Les élévateurs existants emploient généralement une quantité fixe de force lors du levage d’un patient. Girard dit qu’il espère qu’en intégrant l’IA dans les appareils de levage et de transfert, l’ascenseur pourrait évaluer à l’avance ce que le soignant essaie de faire et calibrer une quantité appropriée de force et de vitesse en fonction des besoins du patient.
“Avec la prochaine génération de machines, nous voulons changer de paradigme vers des machines qui aideront à évaluer [the patient] avec une force donnée et non pas imposer un mouvement », a déclaré Girard. “Donc, c’est une sorte de nouvelle façon de déplacer les gens.”
Compte tenu du taux élevé de TMS chez les travailleurs de la santé, Girard se considère chanceux de travailler sur des solutions qui pourraient avoir un impact sur la sécurité au travail.
« C’est un sujet enrichissant pour un chercheur », dit Girard. “Si vous faites du bon travail, il y a de fortes chances que ce soit dans un produit qui va vraiment aider les gens.”

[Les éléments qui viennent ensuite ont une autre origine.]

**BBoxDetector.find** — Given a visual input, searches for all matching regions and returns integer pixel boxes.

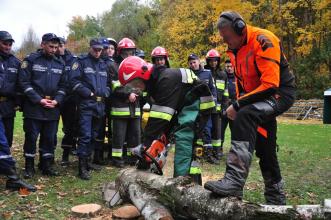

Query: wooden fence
[282,99,324,120]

Mais l’attention et le financement accordés à la prévention de ces blessures ont diminué au cours de la dernière décennie.
Van Eerd affirme que les organisations axées sur la santé et la sécurité au travail se concentrent de plus en plus sur les problèmes de santé mentale. Étant donné que la pandémie de COVID-19 a exacerbé le surmenage et l’épuisement professionnel dans le secteur de la santé, Van Eerd dit que le changement est compréhensible.
« De mon point de vue, en tant que chercheur ayant été sur les lieux de travail, il semble que l’attention portée aux TMS, malgré le fait qu’ils représentent encore environ 40 % des [health-care] prétend, est échangé pour l’attention portée à la santé et à la sécurité psychologiques », dit-il.
Outre l’amélioration de la technologie des ascenseurs, Van Eerd recommande une éducation et une sensibilisation aux TMS qui vont au-delà de la formation initiale et de l’intégration sur le lieu de travail des agents de santé. Dans une étude de recherche participative qui a amené les travailleurs des soins de longue durée au processus d’élaboration de nouveaux protocoles de sécurité au travail, Van Eerd dit que les travailleurs ont recommandé d’intégrer des informations sur les TMS dans les processus de santé et de sécurité existants.
« Dans un hôpital très fréquenté ou dans des établissements de soins de courte durée, lorsque les choses sont très occupées, si vous fournissez le type d’approches et de services éducatifs traditionnels ou de dépliants, ils pourraient être consultés, mais le temps est un facteur », déclare Van Eerd. “Si cela est intégré aux processus de santé et de sécurité qui existent déjà et que les travailleurs individuels sont conscients de ce qu’ils peuvent faire, il est plus probable, à mon avis, qu’ils réduiront réellement les risques de ces blessures.”
Van Eerd dit que de nombreux travailleurs sociaux sont poussés à fournir les meilleurs soins possibles à la personne qui se trouve devant eux, parfois au détriment de leur propre santé. Il est important que les travailleurs se rappellent que de meilleurs soins ne doivent pas nécessairement se faire au détriment de leur bien-être.
« La plupart des soignants eux-mêmes ont indiqué qu’ils estimaient que la réduction des risques, et donc la réduction des taux de blessures, avait en fait un impact sur l’amélioration des soins », déclare Van Eerd.